Until the most recent presidential primary season, the idea of long-term Republican re-alignment even had some momentum.  But a month or so ago on Slate’s Political Gabfest (which I cannot endorse strongly enough) the incisive John Dickerson doubted aloud about what road to recovery the GOP has now, since they don’t appear to have true leaders.  I was surprised to hear that from him.  It is always when you have no idea and no clear leader that one emerges.  Cases-in-point: Barack Obama, Ronald Reagan.

Here are some other excerpts from Steele’s speech:

  • On his campaign for Lieutenant Governor of Maryland: “No Republican had won the governorship of Maryland since Spiro Agnew.”  Not exactly a name you want to remind people of.
  • “We all realize that the Democrats want us to be silent. They want to diminish our voice, and they even want to try to suggest that by being the loyal opposition we are in some way being less than patriotic…You’ve heard the suggestion that if we oppose the president’s policies we are in some crazy way rooting against American success.”  On the latter, Rush’s “I hope he fails” comes to mind.  But more to the point, nobody of Democratic political stature has said Republicans should pipe down; objections have only been to the “automatic-no” nature of what they have said.
  • “The era of apologizing for Republican mistakes of the past is now officially over.”  That seems arbitrary.  The remnants are visible and don’t simply evaporate.
  • “The guy who campaigned in favor of bottom-up style of governing is presiding over the most massive top down expansion of government bureaucracy and spending our country has ever seen or even contemplated.”  It’s a cheapshot to nail him on emergency responses to a fiscal crisis: infusing the system with capital, something that was begun by Paulson and Bush.
  • “And the one that galls me the most: While the president sends his kids to a private school, he is at the very same time taking away opportunity scholarships from poor Hispanic and African-American kids right here in our nation’s capital.”  I’ll agree that sending his children to private school while cheerleading public school is hypocritical.  But children are off limits.  Unless they are getting hammered drunk at 19.
  • Citing a supposed timeless truth: “You cannot strengthen the weak by weakening the strong.”  That sounds good, but when we are talking about I-bankers of the last decade, equaling the playing field is not so bad.
  • “Steer clear of any frontal assaults on his Administration, they warn.
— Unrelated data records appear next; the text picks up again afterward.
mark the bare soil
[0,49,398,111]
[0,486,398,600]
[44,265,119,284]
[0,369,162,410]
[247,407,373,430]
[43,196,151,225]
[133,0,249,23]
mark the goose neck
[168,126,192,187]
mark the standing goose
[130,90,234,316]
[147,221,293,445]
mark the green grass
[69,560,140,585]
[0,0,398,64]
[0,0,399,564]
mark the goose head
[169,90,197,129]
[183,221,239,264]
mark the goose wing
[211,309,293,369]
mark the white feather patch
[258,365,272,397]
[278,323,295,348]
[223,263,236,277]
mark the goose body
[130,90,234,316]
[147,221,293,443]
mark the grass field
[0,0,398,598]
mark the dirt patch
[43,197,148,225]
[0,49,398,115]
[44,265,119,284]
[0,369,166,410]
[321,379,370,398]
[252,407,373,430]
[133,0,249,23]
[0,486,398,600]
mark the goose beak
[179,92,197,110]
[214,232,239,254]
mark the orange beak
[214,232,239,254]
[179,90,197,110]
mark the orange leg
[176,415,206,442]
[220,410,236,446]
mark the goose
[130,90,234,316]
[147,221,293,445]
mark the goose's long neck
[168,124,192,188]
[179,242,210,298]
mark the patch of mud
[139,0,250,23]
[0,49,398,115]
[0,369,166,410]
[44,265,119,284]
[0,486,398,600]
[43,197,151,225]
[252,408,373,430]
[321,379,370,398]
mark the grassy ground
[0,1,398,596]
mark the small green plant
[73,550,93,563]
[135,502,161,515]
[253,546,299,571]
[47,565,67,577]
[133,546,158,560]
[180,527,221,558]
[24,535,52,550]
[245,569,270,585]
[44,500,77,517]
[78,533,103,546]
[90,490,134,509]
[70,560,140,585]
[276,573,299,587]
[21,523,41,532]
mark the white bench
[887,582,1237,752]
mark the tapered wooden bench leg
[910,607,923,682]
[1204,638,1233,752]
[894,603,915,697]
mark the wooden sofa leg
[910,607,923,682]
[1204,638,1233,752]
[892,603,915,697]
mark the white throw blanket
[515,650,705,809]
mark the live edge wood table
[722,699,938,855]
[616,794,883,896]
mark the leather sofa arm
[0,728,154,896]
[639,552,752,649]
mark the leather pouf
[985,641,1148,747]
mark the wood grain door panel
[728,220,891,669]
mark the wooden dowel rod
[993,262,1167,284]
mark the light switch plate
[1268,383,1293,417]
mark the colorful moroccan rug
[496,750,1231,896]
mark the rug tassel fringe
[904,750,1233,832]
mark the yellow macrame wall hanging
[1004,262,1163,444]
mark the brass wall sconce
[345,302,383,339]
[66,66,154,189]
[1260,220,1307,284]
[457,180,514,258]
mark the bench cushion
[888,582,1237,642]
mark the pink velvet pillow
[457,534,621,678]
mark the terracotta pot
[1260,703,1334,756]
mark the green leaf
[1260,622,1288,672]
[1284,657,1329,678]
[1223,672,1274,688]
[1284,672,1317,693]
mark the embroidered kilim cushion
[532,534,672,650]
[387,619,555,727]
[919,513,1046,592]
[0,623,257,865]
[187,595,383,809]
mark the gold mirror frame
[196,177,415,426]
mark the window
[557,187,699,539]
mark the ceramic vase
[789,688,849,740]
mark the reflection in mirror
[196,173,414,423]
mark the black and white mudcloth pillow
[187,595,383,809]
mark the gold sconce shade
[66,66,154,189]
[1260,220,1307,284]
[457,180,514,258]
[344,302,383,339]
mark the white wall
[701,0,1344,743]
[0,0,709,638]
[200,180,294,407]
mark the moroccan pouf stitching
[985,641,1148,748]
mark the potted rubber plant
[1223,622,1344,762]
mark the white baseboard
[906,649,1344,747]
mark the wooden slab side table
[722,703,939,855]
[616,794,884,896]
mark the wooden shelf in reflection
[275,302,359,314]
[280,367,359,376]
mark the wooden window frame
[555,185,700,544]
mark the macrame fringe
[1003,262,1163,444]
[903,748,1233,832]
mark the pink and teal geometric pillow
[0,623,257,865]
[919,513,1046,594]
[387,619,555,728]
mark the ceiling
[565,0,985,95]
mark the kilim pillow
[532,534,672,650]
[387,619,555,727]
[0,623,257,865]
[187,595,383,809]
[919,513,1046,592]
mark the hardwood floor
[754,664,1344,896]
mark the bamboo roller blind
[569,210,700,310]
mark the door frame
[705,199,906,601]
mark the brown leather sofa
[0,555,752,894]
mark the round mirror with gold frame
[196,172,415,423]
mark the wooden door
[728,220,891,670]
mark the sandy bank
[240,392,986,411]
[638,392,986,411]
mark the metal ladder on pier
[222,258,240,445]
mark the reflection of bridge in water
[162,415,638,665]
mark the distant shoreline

They suggest that instead we should go after Nancy Pelosi, whom nobody likes.  Or Harry Reid, whom nobody knows.  Or this Tim Geithner fellow, whom nobody believes.  Or maybe even Barney Frank, whom nobody understands.”  That’s pretty funny actually.  But when you aspire to high-minded oratory, jokes and jabs don’t win you points or credibility.  When Sarah Palin made light of Obama being a community organizer in her acceptance speech, she offended hundreds of thousands of people who do honest work to improve their communities.  And following that remark, McCain looked like a hypocrite when he told people to get involved in their local communities and government in his acceptance speech the next night.

Steele put on a big to-do for the press to get attention and proceeded to say nothing.  The whole speech attempts to justify what his party is already doing with as many paraphrasing devices as it can muster.

There’s a West Wing episode where Rob Lowe’s character, Sam Seaborn, says, “The difference between a good speech and a great speech is the energy with which the audience comes to their feet at the end.  Is it polite?  Is it a chore?  Are they standing up because their boss just stood up?  No.  We want it to come from their socks.”  I watched the end of Michael Steele’s speech.  The crowd stood up with the enthusiasm of a 12-year-old taking out the garbage.